Despite a considerable body of knowledge on the molecular basis of bacterial virulence mechanisms, little is known about bacterial infection dynamics at the single cell level, including in vivo survival and replication within individual host cells or spread between cells in infected tissue. Reporting in PLoS Biology, Sam Brown and colleagues combine microscopy and modelling techniques to explore the key variables that underlie the dynamics of Salmonella enterica infection of phagocytic cells.

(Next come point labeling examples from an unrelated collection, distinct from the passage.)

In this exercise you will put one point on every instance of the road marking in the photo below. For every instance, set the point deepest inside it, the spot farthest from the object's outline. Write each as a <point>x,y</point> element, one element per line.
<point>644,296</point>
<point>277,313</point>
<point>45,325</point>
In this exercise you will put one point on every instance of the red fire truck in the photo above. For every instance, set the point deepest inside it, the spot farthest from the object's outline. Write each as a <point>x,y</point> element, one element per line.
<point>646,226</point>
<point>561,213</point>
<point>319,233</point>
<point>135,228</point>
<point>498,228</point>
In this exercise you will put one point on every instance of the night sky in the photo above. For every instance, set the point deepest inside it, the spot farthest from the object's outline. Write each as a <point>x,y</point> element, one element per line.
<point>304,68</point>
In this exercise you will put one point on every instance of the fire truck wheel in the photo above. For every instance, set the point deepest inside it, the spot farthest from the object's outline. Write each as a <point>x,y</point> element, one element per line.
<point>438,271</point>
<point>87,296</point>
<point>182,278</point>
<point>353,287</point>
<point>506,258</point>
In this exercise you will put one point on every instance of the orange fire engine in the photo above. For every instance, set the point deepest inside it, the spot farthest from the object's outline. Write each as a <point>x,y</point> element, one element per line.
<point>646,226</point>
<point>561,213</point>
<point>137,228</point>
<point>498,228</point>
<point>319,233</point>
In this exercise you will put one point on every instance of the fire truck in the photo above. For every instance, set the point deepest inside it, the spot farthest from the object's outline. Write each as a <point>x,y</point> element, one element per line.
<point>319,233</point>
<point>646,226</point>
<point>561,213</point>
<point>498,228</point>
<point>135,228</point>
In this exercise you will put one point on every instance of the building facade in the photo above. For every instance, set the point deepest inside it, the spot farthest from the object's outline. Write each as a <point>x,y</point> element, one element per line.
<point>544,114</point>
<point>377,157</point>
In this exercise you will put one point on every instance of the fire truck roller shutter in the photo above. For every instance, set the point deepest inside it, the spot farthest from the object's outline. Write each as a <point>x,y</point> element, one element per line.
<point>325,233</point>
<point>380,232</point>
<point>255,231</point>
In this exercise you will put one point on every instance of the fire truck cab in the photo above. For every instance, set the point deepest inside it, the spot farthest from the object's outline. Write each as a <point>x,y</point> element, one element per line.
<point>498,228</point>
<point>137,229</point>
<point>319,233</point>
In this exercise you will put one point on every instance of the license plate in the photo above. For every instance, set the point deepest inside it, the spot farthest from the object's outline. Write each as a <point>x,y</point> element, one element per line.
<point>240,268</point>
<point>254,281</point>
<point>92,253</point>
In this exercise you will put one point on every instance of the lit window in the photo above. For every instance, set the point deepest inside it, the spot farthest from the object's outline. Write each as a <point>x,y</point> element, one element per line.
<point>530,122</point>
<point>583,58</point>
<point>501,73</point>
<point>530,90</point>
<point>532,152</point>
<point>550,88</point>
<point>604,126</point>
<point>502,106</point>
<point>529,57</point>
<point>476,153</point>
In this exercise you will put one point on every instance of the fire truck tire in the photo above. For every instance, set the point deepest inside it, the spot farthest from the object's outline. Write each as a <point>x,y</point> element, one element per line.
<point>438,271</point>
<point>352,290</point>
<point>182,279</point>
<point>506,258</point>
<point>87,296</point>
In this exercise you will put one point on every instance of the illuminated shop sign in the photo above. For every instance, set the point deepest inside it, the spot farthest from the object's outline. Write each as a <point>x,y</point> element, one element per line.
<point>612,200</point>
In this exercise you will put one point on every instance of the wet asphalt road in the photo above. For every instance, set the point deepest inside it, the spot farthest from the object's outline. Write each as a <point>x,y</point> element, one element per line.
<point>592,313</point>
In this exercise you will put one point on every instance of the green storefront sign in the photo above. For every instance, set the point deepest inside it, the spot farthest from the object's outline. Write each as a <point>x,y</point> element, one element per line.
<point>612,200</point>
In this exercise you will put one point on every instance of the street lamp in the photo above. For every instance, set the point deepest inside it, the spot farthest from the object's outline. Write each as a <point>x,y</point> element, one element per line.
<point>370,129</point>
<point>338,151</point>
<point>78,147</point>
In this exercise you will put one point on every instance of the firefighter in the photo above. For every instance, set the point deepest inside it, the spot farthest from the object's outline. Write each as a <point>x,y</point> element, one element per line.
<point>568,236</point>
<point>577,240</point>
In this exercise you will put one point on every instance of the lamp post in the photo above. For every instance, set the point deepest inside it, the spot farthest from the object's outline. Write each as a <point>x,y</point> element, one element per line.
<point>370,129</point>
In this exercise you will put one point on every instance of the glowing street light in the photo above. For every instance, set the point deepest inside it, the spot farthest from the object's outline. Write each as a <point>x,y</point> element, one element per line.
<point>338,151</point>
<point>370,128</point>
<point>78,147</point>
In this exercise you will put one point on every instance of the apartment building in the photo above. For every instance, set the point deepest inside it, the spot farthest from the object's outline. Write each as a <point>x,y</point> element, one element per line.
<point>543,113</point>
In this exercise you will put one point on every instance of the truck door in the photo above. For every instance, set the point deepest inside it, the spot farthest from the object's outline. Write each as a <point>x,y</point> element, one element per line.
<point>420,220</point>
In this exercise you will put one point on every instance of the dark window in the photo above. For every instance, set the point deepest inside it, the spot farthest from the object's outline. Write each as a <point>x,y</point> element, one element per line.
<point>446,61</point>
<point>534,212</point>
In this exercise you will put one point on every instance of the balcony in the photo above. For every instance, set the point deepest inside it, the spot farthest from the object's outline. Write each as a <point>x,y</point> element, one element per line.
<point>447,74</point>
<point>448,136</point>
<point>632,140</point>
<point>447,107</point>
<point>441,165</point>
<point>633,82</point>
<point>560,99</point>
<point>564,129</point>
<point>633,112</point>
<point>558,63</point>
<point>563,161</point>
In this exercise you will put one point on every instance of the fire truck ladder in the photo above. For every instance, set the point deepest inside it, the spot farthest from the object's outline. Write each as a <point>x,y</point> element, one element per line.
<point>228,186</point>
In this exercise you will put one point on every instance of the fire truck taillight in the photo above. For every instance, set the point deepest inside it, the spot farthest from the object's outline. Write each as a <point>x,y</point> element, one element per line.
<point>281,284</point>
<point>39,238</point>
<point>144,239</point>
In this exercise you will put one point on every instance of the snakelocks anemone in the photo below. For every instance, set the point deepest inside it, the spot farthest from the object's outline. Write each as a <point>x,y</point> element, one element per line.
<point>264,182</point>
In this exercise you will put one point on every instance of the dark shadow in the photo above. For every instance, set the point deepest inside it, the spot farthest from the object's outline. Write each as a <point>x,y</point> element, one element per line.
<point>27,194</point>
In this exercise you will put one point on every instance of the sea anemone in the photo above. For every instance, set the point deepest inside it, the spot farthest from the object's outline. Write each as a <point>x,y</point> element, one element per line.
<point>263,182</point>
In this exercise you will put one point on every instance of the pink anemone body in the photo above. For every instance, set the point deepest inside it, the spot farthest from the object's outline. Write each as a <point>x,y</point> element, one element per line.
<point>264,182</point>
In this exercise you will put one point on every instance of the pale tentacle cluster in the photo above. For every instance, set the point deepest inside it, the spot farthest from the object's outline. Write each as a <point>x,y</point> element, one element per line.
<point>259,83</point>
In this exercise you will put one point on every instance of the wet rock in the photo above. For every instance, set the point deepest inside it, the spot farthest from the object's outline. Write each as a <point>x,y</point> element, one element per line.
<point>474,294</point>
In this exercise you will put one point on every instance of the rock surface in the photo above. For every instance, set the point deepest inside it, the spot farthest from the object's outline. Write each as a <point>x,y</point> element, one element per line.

Previous work by the authors, using microscopy and a mouse model of infection, showed that the growth of S. enterica in the tissues of infected animals resulted from the continuous spread of microorganisms to new phagocytic cells, rather than increased bacterial replication within the initially infected host cells. Indeed, each infected phagocyte typically had a low bacterial count that was independent of microbial growth rate or the duration of infection. This finding raised the possibility that the observed variation in intracellular bacterial counts was due to differences in the inherent host-cell response to S. enterica invasion and replication. To explore this possibility and to explain the observed intra- and intercellular infection dynamics, a simple mathematical model was developed. Results obtained using this model indicated that many host cells contained just one bacterium, whereas other cells contained several — a finding that mirrored the experimental microscopic observations. Furthermore, it was also shown that it is not necessary to invoke variation in the host-cell response to explain the differences in the number of microorganisms an infected phagocyte contains. The model was then used to investigate the origin of variability in host-cell response to infection, reaching the conclusion that stochastic rather than intrinsic differences between cells offered the best fit for the observational data.

Finally, using these insights into intra- and intercellular infection dynamics, the authors explored the effects of medical intervention. Using the model, the authors could demonstrate that inhibiting intracellular bacterial replication reduces the number of infective bacteria that trigger host-cell lysis and are released into the extracellular environment. In terms of therapy, an intriguing prediction from this analysis is that the efficacy of common extracellular antibiotics will be enhanced by the use of molecules that slow intracellular bacterial division.